There are a few components of games that make the player lose immersion with the game, these are explored by Newman. The GUI(graphical user interface) makes the player lack immersion with the game; “If the GUI is not designed to be transparent and to fit in with the rest of the game art it will stick out”. This could be interesting to explore within the essay, as this is something that decreases the amount of immersion.
4 distinct form of games:
- Agon – competition
- Alea – chance and randomness
- Ilinx – pleasure is derived from movement
- Mimicry – simulation, RP
Page 26 – Video games and interactivity.
“Video game experience is in fact, the product of a complex interplay of elements each demanding and facilitating different degrees and types of participation and activity”.
Games encompass spatial challenges – space invaders, you are placed as the sole defense, you have to remove the enemy – clearing the space and making it habitable/safe.
Possible title: Videogames immersive value through the narrative development.
Target audience – ‘the majority of console game players are 18 years and older’ does this affect the structure of the narrative?
Chapter 5 – Videogame structure.
Non-interactivity in the interactive video game. – This chapter outlines some of the parts of games that lack full immersion of the player.
“Videogames are defined by its focus on player activity.”
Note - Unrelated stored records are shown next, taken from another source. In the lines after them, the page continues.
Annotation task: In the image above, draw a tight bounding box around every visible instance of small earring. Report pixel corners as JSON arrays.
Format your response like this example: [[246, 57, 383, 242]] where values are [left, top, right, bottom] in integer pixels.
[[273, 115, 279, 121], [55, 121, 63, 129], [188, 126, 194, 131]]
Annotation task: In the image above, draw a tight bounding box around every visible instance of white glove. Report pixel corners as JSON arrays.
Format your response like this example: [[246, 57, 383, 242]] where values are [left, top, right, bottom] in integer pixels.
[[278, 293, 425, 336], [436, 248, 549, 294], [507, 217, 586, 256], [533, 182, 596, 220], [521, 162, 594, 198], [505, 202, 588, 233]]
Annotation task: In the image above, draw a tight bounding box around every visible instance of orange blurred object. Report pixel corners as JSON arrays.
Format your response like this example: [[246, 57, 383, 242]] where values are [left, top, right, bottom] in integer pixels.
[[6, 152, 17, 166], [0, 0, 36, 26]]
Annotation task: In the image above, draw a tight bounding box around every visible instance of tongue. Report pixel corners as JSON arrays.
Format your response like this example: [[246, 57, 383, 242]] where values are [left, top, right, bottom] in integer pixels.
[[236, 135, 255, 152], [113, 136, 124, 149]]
Cut scenes remove the player from participating involvement which means you lose the immersion.
Breaks and intermissions between levels are a staple of videogames – why is this? Cut scenes aren’t always counter=productive.
Levels, stages and mini games etc offer “different types of setting, action, location and even representational styles”.
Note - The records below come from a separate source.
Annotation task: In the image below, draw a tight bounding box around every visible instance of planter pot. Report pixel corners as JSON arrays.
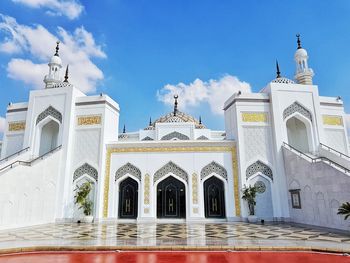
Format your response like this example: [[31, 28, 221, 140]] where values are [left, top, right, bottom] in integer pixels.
[[81, 216, 94, 223], [247, 215, 258, 223]]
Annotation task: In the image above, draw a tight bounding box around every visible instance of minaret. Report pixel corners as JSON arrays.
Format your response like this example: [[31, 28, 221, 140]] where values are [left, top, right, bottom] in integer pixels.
[[294, 34, 314, 85], [44, 41, 63, 88], [276, 60, 281, 78]]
VARIETY OF GAMEPLAY = GOOD!!
Subtle things are often important – the fact that “an enemy flashing white when hit by the player’s weapon is actually taking damage and not blocking or evading in some way.”, this is important because it shows tha the game mechanics and dynamics need to be clearly outlined for new players or similar to another game for existing players. Experience of games allows the player to know and expect key dynamics, i.e. visual clues that enemies are weak to specific weapons or have weak spots. Does this mean that games give experience that exists within reality and is transferable throughout games within a genre? The knowledge that a certain enemy is weak to a specific thing could refer to the reality that as human beings we have weak spots – vital organs etc.
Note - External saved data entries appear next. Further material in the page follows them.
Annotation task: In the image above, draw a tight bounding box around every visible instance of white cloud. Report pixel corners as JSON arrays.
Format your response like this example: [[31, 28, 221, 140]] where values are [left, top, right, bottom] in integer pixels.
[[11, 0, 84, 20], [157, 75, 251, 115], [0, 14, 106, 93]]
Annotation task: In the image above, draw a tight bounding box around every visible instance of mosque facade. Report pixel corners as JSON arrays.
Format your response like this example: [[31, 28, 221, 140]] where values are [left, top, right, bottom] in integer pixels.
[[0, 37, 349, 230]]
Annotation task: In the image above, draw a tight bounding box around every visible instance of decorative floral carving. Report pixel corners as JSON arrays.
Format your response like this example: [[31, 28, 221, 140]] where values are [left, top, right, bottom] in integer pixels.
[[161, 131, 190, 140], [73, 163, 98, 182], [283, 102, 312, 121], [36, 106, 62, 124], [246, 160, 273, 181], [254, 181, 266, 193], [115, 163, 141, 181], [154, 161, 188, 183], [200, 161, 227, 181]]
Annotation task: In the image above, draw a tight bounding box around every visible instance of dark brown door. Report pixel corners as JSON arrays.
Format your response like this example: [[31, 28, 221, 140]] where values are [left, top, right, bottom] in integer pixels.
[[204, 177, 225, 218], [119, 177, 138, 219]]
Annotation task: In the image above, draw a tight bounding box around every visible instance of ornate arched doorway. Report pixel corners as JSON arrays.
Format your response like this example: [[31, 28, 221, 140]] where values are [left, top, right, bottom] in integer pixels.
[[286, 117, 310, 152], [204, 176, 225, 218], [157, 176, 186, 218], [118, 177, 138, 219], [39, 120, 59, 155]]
Gameplay varieties – Super Mario is defined as a platform game yet it is varied with levels – you get a flying cap and now you can fly.
Immersion interface within games, controller is both uncomfortable yet a barrier to success.
Essay intro plan – Write about key immersion theory lead into how this works in games.
Is the non-consistent interactivity a good thing?
Page 77 – Level differentiation, Boss battles.
resilient foes that act as more of a challenge to the player. This is due to their ‘unique attack and defense patterns and their particular weaknesses.’
“The boss represents the controlled climax to a particular sequence of thematically and aesthetically related levels.” – this builds progression and development into a game.
Levels are the structure of a game – each one bringing a new set of enemies.
Page 82 – Between Levels
Cut scenes – why do they exist – they bring a lot of distraction to the immersion as the player is no longer in control. Seamlessness and continuous play are important to the immersion; “video games play must be about unbroken interaction”. Periods of ‘downtime’ and non-interaction inflict on the overall experience of the game.
Chapter 6 – Narrative and play. Audiences and players.
Rouse (2001) states that “video game engagement shifts from ‘interactive, participatory play’ to ‘passive, detached watching'”. It is players who breathe life into and sense of videogames.